Everyone loves innovation, and we all tend to think that one innovation or another is going to revolutionize the way we use (or don’t use) energy. If only electric cars could extend their range, and expand their market share. If only solar panels could become more efficient.
But sometimes, a leap in progress can come just from making better use of what you already have.
That’s the case in the Southwest, where the Southwest Energy Efficiency Project (SWEEP) just released a study analyzing the potential for savings from utilities’ best-practice programs for energy efficiency. SWEEP concluded that if all six states in the Southwest region–Arizona, Colorado, Nevada, New Mexico, Utah, and Wyoming–fully implemented best-practice utility efficiency programs from around the country, they would:
- Save households & businesses $20 billion
- Cut electricity use in 2020 by 21 percent
- Avoid 32 large (400 MW) power plants
- Support 28,000 new jobs in the region
Those are incredible benefits to arise from tools that we’re already using–just not widely or frequently enough. Of course, full implementation of the best-practice programs can’t happen for free; investment is needed to see them realize their energy-saving potential. The savings will far outweigh the program costs. In Arizona, for example, fully implementing the best-practice programs would cost $377 million in 2015–but would yield $6 billion in electricity savings the same year.

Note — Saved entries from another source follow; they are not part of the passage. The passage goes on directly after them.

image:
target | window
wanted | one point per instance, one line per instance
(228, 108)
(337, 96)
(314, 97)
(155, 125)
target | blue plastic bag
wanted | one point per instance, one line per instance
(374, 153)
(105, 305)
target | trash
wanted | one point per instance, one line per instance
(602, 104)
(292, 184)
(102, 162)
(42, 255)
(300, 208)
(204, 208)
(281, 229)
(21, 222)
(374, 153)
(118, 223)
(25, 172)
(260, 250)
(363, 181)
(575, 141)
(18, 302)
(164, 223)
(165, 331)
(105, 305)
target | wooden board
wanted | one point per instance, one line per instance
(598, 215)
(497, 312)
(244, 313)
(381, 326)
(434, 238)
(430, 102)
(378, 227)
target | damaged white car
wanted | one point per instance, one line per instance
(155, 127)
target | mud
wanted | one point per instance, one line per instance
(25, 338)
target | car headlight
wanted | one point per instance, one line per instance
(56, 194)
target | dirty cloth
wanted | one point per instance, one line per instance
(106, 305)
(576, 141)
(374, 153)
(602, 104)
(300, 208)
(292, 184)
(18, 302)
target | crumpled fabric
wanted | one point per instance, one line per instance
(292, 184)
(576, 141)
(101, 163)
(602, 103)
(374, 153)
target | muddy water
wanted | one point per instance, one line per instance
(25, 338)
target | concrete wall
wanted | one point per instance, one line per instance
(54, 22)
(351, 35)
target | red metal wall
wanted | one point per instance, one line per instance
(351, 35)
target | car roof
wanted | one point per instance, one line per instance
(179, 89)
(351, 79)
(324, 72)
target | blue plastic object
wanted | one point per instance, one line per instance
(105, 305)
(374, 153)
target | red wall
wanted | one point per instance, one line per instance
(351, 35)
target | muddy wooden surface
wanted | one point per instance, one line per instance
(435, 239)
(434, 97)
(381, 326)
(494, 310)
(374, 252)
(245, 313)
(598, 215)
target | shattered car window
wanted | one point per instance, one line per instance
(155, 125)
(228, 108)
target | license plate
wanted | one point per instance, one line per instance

What’s a best-practice program, anyway? They come in many familiar forms, including weatherization, retrofits, retrocommissioning, and combined heat and power.
Stopping us from achieving these savings are (no surprise) a lack of funding, a lack of incentives, and other hurdles. Among SWEEP’s policy recommendations are for states and utilities to adopt energy savings goals or requirements; to remove disincentives by decoupling utility fixed-cost recovery and electricity sales; and to involve utilities large and small in these efforts.